The term dysgraphia has customarily been used to refer to a disorder of written language expression in childhood as opposed
to a disorder of written language acquired in adulthood. Written language disorders have also been referred to as
"developmental output failures."
Difficulties in writing have an adverse impact on academic achievement in school and subsequently on business and industry. It
is currently estimated that dysgraphia costs American industry and business $30 billion per year.

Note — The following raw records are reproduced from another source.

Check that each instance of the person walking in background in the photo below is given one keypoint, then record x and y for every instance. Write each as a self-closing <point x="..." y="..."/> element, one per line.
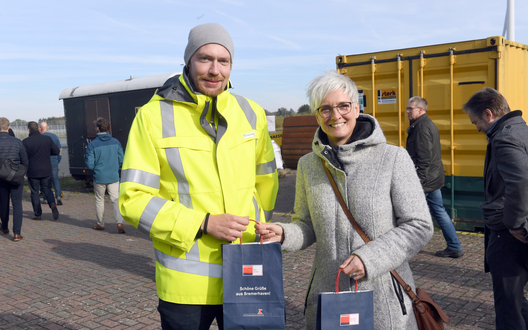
<point x="39" y="150"/>
<point x="379" y="184"/>
<point x="505" y="210"/>
<point x="423" y="145"/>
<point x="104" y="157"/>
<point x="13" y="149"/>
<point x="199" y="163"/>
<point x="55" y="160"/>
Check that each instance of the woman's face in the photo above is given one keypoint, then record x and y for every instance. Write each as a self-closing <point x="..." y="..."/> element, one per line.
<point x="338" y="127"/>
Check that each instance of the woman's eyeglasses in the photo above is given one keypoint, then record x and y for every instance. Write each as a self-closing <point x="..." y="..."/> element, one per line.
<point x="327" y="110"/>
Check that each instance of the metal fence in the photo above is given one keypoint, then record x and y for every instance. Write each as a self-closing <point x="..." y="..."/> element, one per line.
<point x="21" y="131"/>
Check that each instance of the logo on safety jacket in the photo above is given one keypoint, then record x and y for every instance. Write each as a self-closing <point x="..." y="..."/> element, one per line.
<point x="252" y="270"/>
<point x="349" y="319"/>
<point x="249" y="135"/>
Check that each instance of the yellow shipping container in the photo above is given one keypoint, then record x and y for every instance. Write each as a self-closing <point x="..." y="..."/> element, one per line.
<point x="446" y="75"/>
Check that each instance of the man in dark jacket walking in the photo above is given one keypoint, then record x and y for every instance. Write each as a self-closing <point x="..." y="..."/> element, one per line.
<point x="13" y="149"/>
<point x="39" y="149"/>
<point x="423" y="145"/>
<point x="505" y="211"/>
<point x="104" y="156"/>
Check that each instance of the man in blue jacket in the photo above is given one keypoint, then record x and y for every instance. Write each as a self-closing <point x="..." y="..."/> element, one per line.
<point x="104" y="156"/>
<point x="13" y="149"/>
<point x="39" y="150"/>
<point x="55" y="160"/>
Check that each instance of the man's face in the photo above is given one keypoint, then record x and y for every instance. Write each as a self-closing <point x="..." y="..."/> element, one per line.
<point x="210" y="68"/>
<point x="482" y="124"/>
<point x="413" y="112"/>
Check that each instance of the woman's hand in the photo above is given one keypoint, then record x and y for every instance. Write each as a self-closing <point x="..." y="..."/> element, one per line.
<point x="353" y="267"/>
<point x="270" y="232"/>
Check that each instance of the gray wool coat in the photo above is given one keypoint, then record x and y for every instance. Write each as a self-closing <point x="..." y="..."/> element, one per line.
<point x="380" y="185"/>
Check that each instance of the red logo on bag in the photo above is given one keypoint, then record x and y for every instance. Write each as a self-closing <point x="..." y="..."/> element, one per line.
<point x="252" y="270"/>
<point x="349" y="319"/>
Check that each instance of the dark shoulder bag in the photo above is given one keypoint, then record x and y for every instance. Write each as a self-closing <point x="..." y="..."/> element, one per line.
<point x="12" y="172"/>
<point x="429" y="315"/>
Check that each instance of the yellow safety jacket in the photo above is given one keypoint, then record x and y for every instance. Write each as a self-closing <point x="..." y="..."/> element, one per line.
<point x="187" y="155"/>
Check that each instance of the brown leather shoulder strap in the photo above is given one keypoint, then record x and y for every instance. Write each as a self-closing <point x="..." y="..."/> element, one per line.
<point x="360" y="231"/>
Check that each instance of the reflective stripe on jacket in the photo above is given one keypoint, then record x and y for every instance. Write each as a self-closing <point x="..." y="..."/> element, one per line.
<point x="178" y="167"/>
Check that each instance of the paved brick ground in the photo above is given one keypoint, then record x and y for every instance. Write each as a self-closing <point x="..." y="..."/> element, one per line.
<point x="65" y="275"/>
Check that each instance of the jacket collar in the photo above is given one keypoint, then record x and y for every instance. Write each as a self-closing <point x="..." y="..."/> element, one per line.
<point x="413" y="123"/>
<point x="499" y="124"/>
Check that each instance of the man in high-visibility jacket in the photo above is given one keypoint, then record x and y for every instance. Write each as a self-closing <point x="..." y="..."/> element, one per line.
<point x="198" y="165"/>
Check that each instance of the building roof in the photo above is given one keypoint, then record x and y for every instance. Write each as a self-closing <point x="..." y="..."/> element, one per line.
<point x="117" y="86"/>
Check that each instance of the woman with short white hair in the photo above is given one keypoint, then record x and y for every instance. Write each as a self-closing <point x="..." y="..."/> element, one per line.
<point x="380" y="186"/>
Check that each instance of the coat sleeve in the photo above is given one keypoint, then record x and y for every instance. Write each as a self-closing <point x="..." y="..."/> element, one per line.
<point x="139" y="202"/>
<point x="57" y="142"/>
<point x="424" y="152"/>
<point x="413" y="229"/>
<point x="300" y="234"/>
<point x="266" y="181"/>
<point x="24" y="160"/>
<point x="54" y="149"/>
<point x="120" y="153"/>
<point x="90" y="157"/>
<point x="512" y="164"/>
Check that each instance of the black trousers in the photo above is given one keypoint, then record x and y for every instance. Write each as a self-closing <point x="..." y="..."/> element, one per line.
<point x="507" y="259"/>
<point x="11" y="192"/>
<point x="189" y="317"/>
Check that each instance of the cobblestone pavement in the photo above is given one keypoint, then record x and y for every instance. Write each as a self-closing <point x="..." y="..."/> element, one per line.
<point x="65" y="275"/>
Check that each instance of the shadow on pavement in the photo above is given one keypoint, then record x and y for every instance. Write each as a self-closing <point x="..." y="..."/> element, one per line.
<point x="32" y="321"/>
<point x="107" y="257"/>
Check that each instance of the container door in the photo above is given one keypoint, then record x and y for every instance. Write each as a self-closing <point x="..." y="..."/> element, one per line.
<point x="94" y="109"/>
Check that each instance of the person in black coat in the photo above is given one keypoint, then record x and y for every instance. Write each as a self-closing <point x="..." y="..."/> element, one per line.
<point x="39" y="149"/>
<point x="505" y="210"/>
<point x="423" y="145"/>
<point x="13" y="149"/>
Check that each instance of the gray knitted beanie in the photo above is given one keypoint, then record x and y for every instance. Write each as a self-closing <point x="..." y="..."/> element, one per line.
<point x="209" y="33"/>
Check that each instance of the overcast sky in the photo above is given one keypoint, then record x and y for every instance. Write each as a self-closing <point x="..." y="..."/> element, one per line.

Written language is the graphomotor execution of sequential symbols to convey thoughts and information. Since writing
represents the last and most complex skill to develop, it is the most vulnerable to insult, injury and adverse genetic
influences (Deuel, l994).
Multiple Brain Mechanisms
Writing represents a highly complex neurodevelopmental process which involves multiple brain mechanisms. It requires the
simultaneous and sequential integration of attention, multiple information sources, memory, motor skill, language, and higher
cognition.
Gross and fine motor coordination, motor memory, and "kinetic melody" (a term coined by Luria to reflect the automatic
rhythm in the physical act of writing), require balancing, flexing, and contracting movements as well as simultaneously stimulating
some muscle groups while inhibiting other muscle groups.
In order to self-monitor writing output, visual, proprio-kinesthetic, automatic motor memory and
revisualization feedback mechanisms must be engaged.
Visual feedback mechanisms include eye-hand coordination and visual-fine motor integration.
Proprio-kinesthetic feedback mechanisms include awareness of the movement and location of the fingers in space, internal
monitoring of rhythm and rate, and pencil grip.
Motor memory feedback mechanisms include motor plans or engrams, visual-fine motor coordination to produce symbols,
sequentialization, speed, and accuracy.
Revisualization feedback mechanisms include visual memory for symbols, whole word memory, visual attention to detail and
spelling.
All of these skills require developmental readiness and can be improved with practice.
Requirements for Written Language
The primary requirements for written language include:
An intact central nervous system
Intact cognitive ability
Intact language skills (both receptive and expressive)
Motivation
Skill development
Practice, and
Emotional stability.
Secondary written
language requirements include:
Concepts of organization and flow
Writing skill
Spelling skill
Syntax and grammar knowledge
Mechanics, productivity, accuracy
Visual and spatial organization
Simultaneous processing
Revisualization, and
Automatization.
Dysgraphia Classification Systems
Dysgraphia is often classified as either specific or non-specific (Deuel).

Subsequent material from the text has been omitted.